FOLLOWING his election as Opposition Leader, John Howard was soon involved in a head to head parliamentary debate with Prime Minister Keating in which both participants made claims about their own, and their opponent's, record in Government.
One of Mr Keating's proudest boasts in that debate has been to claim that "the Australian economy today is 40 per cent more competitive than when he (John Howard) was in office". Allowing the Prime Minister some parliamentary debate licence in rounding up, this claim is broadly correct: the Treasury's index of international competitiveness based on changes in relative unit labour costs shows an increase of 37 per cent between March 1983 and September 1994 (an average increase of about 3.2 percentage points a year).
Note that, on Mr Keating's basis, Australia's international competitivness also increased during the period of the Fraser Government, in which John Howard was a senior minister (though not Treasurer until 1978). Australia's "competitiveness" then increased by about 11.3 per cent (about 1.6 percentage points a year) between December 1975 and March 1983.
The more important observation about the Prime Minister's claim relates to the way in which the increase in competitiveness has been achieved.
Changes in international competitiveness mainly occur in one of two ways.
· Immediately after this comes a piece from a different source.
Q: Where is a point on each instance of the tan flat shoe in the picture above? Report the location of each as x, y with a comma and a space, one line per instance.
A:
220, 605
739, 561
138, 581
First, Australia's costs (or prices) can increase at a faster or slower rate than those of our trading partners; secondly, our exchange rate can depreciate or appreciate relative to the (average) rates of our trading partners.
Taken in isolation, $A depreciation tends to increase our international competitivess by making it easier for Australian producers to compete against higher priced imports and by making it more profitable to export because of higher prices (in $A).
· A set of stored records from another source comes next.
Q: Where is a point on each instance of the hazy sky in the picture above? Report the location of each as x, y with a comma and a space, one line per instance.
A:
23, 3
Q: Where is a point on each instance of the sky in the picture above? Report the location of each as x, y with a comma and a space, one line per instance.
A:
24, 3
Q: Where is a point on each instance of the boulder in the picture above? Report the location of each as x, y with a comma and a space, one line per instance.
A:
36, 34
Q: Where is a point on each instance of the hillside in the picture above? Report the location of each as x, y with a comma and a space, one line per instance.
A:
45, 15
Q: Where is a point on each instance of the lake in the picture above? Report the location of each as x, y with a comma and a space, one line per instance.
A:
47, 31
However, an exchange rate depreciation-induced improvement in competitivess also indicates that Australians have experienced a relative decline in living standards because we have to sell an increased quantity of exports in order to purchase the same quantity of imports.
In point of fact, this is exactly what has happened under the Hawke-Keating Labor governments. Mr Keating's 37 per cent improvement in competitiveness is more than accounted for by the depreciation of 45 per cent in the $A. He can hardly claim credit for an improvement in "competitivess" that simply reflects the response of financial markets to changes in Australia's external trading position and changes in our relative prices and costs. Indeed, about 15 per cent of the 45 per cent depreciation was needed just to offset the faster growth in Australia's unit labour costs than in our major trading partners -- more a cause for hanging one's head in shame rather than boasting about it.
Thus, on closer analysis, Mr Keating's boast turns out to be a hollow one. Labor's policies of wages restraint under the Accord actually resulted in a continuing rise in our labour costs and a deterioration in our real capacity to compete internationally. That deterioration was recouped by a depreciation in the exchange rate, which also had to depreciate quite a lot further in order to keep our international accounts even in the poor shape they are now in.
Note that, during the Fraser Government's period in office, Australia's unit labour costs also increased about 19 per cent faster than those of our major trading partners. However, this deterioration occurred in that Government's last two years, when the union movement deliberately engineered the wages "break-out" that Mr Keating himself later publicly condemned as a major cause of the large jump in unemployment in 1982-83.
The reality is that measures of changes in "competitiveness" such as that apparently used by Mr Keating in trying to score off Mr Howard are not necessarily a good indicator of a Government's policy performance. Such misuse of data does not engender confidence in the Government's ability to make sound policy decisions.